"GOT", but the "O" is a cute, smiling pufferfish. Index | Thread | Search

From:
Omar Polo <op@omarpolo.com>
Subject:
got patch vs binary files
To:
gameoftrees@openbsd.org
Date:
Fri, 12 May 2023 21:06:15 +0200

Download raw body.

Thread
back in february naddy reported that got patch choked on the perl
update.

https://marc.gameoftrees.org/thread/1675780522.55927_0.html

The problem was two-fold:
  1. the "Result too large" for very long lines
  2. NUL bytes in the middle of the lines

Here I'm adressing the most interesting one, the sencond.  I'll handle
the very long lines case next.

got patch assumes lines can be encoded as strings, so embedded NUL
bytes effectively truncates the line.  diff below changes this
assumption, by considering lines just binary strings LF-delimited.

While doing this, I took the chance to ship some other minor changes.
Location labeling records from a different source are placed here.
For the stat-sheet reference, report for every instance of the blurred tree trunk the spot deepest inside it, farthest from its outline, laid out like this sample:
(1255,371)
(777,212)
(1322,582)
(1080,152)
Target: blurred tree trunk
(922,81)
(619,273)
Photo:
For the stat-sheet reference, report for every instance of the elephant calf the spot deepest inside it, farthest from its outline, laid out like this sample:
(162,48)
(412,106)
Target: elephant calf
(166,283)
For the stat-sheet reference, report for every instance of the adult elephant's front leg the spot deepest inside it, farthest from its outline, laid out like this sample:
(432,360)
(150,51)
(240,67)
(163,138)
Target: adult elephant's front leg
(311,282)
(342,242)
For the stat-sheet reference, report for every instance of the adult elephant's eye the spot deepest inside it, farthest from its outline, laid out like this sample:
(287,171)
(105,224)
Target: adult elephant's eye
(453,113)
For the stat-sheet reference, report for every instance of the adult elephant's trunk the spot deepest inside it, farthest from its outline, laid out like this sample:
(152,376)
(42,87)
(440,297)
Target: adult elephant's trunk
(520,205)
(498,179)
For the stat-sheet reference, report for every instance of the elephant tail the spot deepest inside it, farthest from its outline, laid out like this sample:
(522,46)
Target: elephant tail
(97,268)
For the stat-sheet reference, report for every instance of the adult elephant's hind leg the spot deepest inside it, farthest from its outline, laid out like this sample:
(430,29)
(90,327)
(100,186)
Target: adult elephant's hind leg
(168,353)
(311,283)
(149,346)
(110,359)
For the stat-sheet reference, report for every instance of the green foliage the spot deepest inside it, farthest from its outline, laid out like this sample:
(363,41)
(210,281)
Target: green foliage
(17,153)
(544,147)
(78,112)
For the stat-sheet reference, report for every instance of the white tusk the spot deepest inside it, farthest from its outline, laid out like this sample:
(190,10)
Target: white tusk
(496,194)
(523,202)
The type of the line (i.e. '+', '-' or ' ' aka context) now is a
separate field instead of being encoded in the first byte of each
line, this simplifies the various +1/-1 that were needed otherwise.

I've renamed linecmp into lineq and made it boolean: it's simpler to
write, to use and we'll never be interested in sorting lines anyway.

One quirk is that I'm still allocating the space for a NUL terminator.
This is not required, and in fact makes pushline() maybe not obvious,
but it's useful for debugging so it's worth it I think.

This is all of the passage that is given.